Am 17.05.19 um 01:01 schrieb Martin Blais:> Alright now I see what you want 
to do.
> You want to rewrite your payees, but in the source file itself.
> That's a nice idea.
Thanks!
> However, I don't think you'll be able to put together a nice solution 
with rewriting after processing.
> I would work off the source text itself.
> Or even better: as a combination of both.
> Here's what you could do: parse the entire thing, filter just the 
transactions.
> For each transaction  you have the filename and line number.
> Do whatever remapping / processing / cleaning you want to do on the payee 
names in your script.
> Then, process each file, using a regexp to replace the first string that 
occurs on the lines where you have transactions with renamed payees.
> 
> This is better than working purely from the source file because you won't 
have to write a full alternative parser to make your replacements; all you 
need to ace is replacement of the first string on those transaction lines 
and leave all the other lines untouched. Should be pretty easy and robust 
enough (tip: make sure you safeguard your files in a git/hg repo and diff 
just in case). The benefit is your source files will keep all the other 
formatting and comments and spacing and and ordering and whatever else.
> 
> This is how I'd go about this.
> I think it would even be possible to template this and provide helper 
functions.
Ok, I understand what you're suggesting, but I am not really sure if that 
is the way to go. For an easy case, such as replacing payees it is ok, but 
I think for more complex tasks, like adding new meta data fields, changing 
accounts, or even splitting transactions between accounts a 
search-and-replace approach will evolve into just rewriting the entire 
transactions in the source file from the Transaction object.
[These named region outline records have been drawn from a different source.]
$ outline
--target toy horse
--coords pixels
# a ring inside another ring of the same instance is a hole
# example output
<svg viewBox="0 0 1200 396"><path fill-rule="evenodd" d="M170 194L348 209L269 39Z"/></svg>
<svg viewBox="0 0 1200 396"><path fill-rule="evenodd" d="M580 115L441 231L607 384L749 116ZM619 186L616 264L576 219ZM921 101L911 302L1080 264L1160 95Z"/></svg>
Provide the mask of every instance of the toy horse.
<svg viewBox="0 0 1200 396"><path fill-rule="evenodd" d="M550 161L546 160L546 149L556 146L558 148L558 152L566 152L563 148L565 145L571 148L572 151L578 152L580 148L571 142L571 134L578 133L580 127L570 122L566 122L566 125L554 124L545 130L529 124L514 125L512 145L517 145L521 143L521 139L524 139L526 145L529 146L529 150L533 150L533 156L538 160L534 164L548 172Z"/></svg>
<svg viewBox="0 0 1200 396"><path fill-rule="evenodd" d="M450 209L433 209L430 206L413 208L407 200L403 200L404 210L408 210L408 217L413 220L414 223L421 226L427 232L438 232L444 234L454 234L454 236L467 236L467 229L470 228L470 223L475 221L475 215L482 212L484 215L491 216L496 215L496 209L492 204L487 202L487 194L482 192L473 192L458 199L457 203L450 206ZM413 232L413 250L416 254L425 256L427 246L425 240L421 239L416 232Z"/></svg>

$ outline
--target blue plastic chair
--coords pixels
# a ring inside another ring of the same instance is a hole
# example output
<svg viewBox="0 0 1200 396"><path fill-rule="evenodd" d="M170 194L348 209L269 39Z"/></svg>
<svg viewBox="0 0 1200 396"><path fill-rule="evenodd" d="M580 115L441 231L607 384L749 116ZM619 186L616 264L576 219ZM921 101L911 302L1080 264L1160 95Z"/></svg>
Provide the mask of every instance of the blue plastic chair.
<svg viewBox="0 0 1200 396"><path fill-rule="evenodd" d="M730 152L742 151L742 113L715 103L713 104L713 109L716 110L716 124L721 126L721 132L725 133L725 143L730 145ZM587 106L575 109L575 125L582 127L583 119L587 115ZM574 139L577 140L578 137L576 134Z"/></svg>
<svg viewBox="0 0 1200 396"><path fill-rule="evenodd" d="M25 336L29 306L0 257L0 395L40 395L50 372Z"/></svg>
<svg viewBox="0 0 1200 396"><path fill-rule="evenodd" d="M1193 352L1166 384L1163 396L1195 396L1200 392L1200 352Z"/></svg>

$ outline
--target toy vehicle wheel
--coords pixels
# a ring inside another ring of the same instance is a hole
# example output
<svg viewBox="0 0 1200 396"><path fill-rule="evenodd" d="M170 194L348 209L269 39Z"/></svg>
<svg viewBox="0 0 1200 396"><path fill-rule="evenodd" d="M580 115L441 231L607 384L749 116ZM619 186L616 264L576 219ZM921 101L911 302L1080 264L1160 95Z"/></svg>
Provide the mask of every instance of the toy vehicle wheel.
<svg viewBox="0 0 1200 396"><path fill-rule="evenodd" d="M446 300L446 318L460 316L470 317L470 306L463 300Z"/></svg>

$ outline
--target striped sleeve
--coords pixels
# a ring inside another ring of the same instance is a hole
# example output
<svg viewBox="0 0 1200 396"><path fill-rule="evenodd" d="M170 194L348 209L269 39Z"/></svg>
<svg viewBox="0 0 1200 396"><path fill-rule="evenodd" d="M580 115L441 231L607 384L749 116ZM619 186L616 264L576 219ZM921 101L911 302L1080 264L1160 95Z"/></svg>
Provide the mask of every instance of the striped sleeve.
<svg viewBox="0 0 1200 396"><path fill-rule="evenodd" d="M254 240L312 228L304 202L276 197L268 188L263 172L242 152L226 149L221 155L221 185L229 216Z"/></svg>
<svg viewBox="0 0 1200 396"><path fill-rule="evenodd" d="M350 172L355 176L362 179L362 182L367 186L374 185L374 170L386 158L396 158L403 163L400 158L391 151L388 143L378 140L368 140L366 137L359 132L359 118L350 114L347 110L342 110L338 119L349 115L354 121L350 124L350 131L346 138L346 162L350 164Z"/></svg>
Right now, I think reading in the beancount file into a string, parse them 
using bc.parser.parser.parse_many and perform the transformations is the 
best way for me. Then, rewrite the entire file using 
bc.parser.printer.print_entries.

You wrote:

> Still, when you write entries out, they won't look precisely the same as 
the input. Numbers will have been filled in, cost bases will show up, etc. 
I don't see the point.

Given my very simple transactions, e.g.,

2018-05-20 * "KREDITKARTENABRECHNUNG" "18.05.18 1234"
  buchungsart: "Lastschr.Kreditkarten"
  empfaenger: " / "
  hash: "e4a580e7002e606a4314f864f64f30a12fb8673f"
  Assets:Giro       -115.00 EUR
  Expenses:Unknown             

Rewriting the ledger file, as I mentioned above, does not change an entry 
like that.

As I just use simple beancount syntax, but potentially want to use more, do 
you consider that kind of rewriting a problem?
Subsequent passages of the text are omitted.